That was before l I outgrew everyone and discovered a talent for football. Even with that, I’ve always loved the stars, and science. With a total solar eclipse coming so close to our home base, I just had to check it out.
After reviewing some information, I narrowed down the viewing locations to two of our favorite destinations. It was a difficult choice between Nashville, TN and Greenville, SC. We have spent time in both on previous RV trips, but I chose Greenville due to its closeness and the kids loved the Roper Science Center and Planetarium. The next question was where to stay? It just happens that both locations have great campground options. I settled on a wonderful campground, Traveler’s Rest KOA.
I was so excited to tell the boys, as they already had a passion for learning about the solar system. So I let them in on our little secret “boys only trip”. Of course, Tia couldn’t let this opportunity pass by without enhancing their education.
I agreed it would be a shame for them to experience this once in a lifetime event and not learn as much as they could about it. There were plenty of great educational materials to choose from. Our favorite was the National Parks Service Services Junior Ranger Booklet.
I wish we could send the completed form in for a badge. By the end of their studies their passion for the solar system had doubled!
Greenville, SC was the perfect spot for our solar eclipse trip. We spent the first two days hiking.
One hike was particularly challenging for us new hikers. The pay off of the waterfall views were well worth the sweat and agony I experienced hiking up and down. I wondered who in the world rates these trails.
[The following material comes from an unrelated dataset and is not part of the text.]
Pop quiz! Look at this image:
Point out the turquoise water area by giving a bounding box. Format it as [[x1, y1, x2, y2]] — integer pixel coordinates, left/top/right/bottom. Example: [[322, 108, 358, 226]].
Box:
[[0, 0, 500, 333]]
As Monday arrived the excitement could be felt in the air. Tens of thousands of eclipse watchers had descended on this town. We started out early to the Roper Mountain Science Center with our viewing tickets in hand. Planning for heavy traffic we left very early, but traffic was a nightmare, and it was discouraging. If RVing has taught me anything, it’s not to be afraid to change the plan and pull off the road to check something out. Spending 45 minutes inching along in traffic trying to get to the science center I noticed a viewing party in the parking lot next to me. Decision time. Stay in line or take a chance and check out the parking lot party. We took the risk and it paid off big time. We swung into the half full parking lot and joined the watch party!
We met people from all over. Some locals and even a single mother with her two boys who drove all the way from New York!
We set up our spot on a grassy area and waited. The boys must have asked me a thousand times, “how much more time till totality?” I have to admit that I was just as excited as they were. It was the perfect time to have the boys practice using their glasses.
Finally the moment came, and we all put on our glasses to view the moon begin to overtake the sun. It took over an hour to get to those few minutes of totality. In Greenville, we would experience about 2 and 1/2 minutes of totality. When the moon finally covered the sun, the roar from the crowd was deafening. I found myself cheering and clapping loudly.
You can watch tons of videos on what it’s like viewing a full solar eclipse, but the time spent in totality is a very personal experience. For me it was a connection to this great cosmic galaxy that God created. I was in total awe for the full 2 1/2 minutes. I had never felt so small and so connected at the same time. It was an experience I will cherish for the rest of my life. Having my boys by my side made it even more priceless.
When we started RVing more than four years ago, we knew there would be benefits. We heard all the taglines about inexpensive vacations and making memories. Even though these are true, we never knew how deeply RVing would affect our family. We’re very confident that if we had not become RVers, experiencing the solar eclipse would never have happened.